LENTEZZA FA RIMA CON PIACERE?

SLOW FOOD, SLOW PLEASURE

Perché c’è tempo, c’è tempo per questo mare infinito di gente”

Ivano Fossati

Il tempo è un simpatico artista: si diverte, ci mette in difficoltà, quasi alla prova. Sa colpire i lati deboli ma sa anche ricordarci quanto è prezioso. Ci illude e e deride allo stesso tempo.

Il tempo non esiste, diceva A. Einstein, è un’illusione bella e buona eppure è padrone e del vivere comune.

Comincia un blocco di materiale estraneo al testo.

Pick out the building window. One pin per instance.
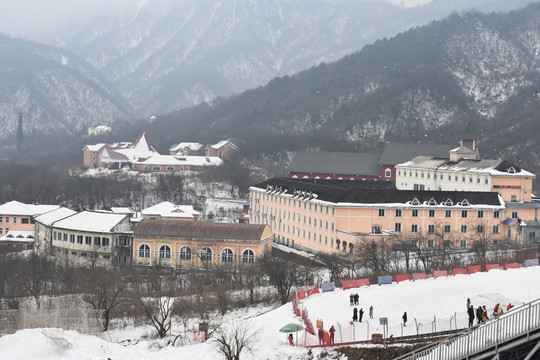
(206, 254)
(248, 256)
(164, 252)
(144, 251)
(185, 253)
(227, 256)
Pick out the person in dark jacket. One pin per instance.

E’ un incredibile equilibrista, il tempo, sa dilatarsi, restringersi, procrastinare e richiamare all’ordine. Sa dirti che è arrivato il momento di fare, decidere, scegliere. E lo devi fare, anche se non ti va.

Leggevo di recente una frase precisa sul tempo che mi ha fatto pensare. Riflettere.

Eccola:

C’è tempo per tutto. Poi il tempo finisce. Usalo bene”.

Beh, forse un po’ perentorio l’avviso ma, tutti lo sanno, è così.

Quando siamo impegnati e concentrati in attività piacevoli, che esaltano e lasciano esprimere le nostre doti, il tempo non esiste: rapiti da quanto ci piace la mente smette di vagabondare e di rappresentare la realtà “a modo suo”. Quando siamo in presenza ossia vigili, attenti, presenti all’atto che stiamo compiendo siamo in pace; appagati. Ed è proprio in quel preciso momento che il “tempo non esiste”.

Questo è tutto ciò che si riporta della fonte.